Comparing the real time scheduling policies of the Linux kernel and an RTOS

I published this article in EE Times magazine.
http://www.embedded.com/design/operating-systems/4371651/Comparing-the-real-time-scheduling-policies-of-the-Linux-kernel-and-an-RTOS-




2 comments:

Unknown said...

Good job in comparing Linux scheduling policies. I just have a few feed backs on some of the statements you mentioned in the article.

"In the RTOS scheduler, Thread1, with higher priority, always runs. Thread2 with lower priority never has a chance to run"

If you use rate-monotonic scheduling and if all your task loads never push the CPU to 100% then thread2 will eventually run. A thread in an RTOS while it is being the highest priority, it will generally run until completion then it switch out the context, thread stack, and CPU time to the lower priority thread. The rate-monotonic scheduling ensure that there will be CPU time allocated to other lower priority threads.

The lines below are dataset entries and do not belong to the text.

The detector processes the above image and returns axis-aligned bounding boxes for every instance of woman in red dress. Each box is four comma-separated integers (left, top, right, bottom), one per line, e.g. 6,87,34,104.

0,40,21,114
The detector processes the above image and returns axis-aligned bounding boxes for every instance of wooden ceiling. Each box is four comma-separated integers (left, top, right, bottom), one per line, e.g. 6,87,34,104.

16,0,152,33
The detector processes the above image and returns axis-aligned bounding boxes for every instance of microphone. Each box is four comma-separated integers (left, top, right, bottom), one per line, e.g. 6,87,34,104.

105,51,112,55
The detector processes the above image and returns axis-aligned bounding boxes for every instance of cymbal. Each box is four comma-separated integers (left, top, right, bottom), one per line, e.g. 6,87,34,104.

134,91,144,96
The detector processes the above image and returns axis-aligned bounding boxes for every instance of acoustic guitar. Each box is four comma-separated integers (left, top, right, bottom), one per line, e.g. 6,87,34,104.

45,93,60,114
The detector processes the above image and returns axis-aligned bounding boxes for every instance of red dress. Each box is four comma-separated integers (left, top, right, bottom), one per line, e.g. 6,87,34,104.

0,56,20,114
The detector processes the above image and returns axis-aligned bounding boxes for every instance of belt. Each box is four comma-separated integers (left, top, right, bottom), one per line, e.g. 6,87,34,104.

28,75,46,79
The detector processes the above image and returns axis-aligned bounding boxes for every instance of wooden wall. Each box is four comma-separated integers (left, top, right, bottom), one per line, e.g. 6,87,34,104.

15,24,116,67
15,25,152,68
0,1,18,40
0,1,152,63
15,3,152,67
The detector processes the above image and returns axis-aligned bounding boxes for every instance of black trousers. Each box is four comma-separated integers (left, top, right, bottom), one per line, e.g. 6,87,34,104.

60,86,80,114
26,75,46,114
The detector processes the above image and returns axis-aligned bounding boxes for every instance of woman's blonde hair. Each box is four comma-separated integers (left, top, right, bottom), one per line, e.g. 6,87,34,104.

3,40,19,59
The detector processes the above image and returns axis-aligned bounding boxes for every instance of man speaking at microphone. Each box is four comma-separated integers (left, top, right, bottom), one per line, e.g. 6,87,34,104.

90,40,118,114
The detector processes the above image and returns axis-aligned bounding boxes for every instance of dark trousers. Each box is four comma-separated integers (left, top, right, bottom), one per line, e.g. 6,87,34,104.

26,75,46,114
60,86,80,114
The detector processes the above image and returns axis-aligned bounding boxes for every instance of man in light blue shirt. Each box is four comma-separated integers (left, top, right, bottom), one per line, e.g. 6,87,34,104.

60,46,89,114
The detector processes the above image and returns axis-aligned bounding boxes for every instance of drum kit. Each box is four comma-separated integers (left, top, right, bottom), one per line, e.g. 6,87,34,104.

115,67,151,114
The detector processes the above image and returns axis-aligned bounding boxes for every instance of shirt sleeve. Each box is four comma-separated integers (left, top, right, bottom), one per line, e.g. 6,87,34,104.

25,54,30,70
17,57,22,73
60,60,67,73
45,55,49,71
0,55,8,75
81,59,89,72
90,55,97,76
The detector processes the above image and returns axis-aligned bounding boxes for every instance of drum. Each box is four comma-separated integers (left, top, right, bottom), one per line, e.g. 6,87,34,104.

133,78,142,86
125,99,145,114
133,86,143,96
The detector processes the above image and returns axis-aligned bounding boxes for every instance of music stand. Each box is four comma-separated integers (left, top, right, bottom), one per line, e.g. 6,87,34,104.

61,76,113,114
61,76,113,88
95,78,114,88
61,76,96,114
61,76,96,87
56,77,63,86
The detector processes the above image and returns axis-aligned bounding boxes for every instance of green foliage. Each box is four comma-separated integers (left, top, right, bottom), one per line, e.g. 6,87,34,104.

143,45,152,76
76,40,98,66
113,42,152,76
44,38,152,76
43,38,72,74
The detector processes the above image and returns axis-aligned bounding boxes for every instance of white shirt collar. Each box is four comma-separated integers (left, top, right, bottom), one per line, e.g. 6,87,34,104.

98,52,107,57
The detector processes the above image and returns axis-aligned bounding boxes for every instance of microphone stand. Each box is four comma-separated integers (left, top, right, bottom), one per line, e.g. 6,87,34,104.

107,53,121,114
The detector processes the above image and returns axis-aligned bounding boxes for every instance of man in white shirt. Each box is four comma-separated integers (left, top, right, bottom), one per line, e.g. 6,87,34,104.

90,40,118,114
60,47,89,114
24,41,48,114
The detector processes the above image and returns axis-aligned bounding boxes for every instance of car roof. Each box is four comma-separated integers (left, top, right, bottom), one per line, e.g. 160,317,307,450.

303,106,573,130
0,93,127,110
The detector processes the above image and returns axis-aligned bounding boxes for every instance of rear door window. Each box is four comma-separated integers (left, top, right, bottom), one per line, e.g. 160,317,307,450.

Checkout page 36, slide 2-8 in this document.
http://read.pudn.com/downloads91/doc/fileformat/351051/StudentGuide.pdf

Keep up the good work with your blogs.

Regards,
Sy Tran

Lê Trung Thắng said...

Thanks for your comments.

Unless highest priority task gives up controlling CPU ( wait for event, for example...), then there is no chance to it moving out off the context.

A task usually is designed to run on an endless loop, so there is no "completion" concept except you intend to do it but it is unusual design.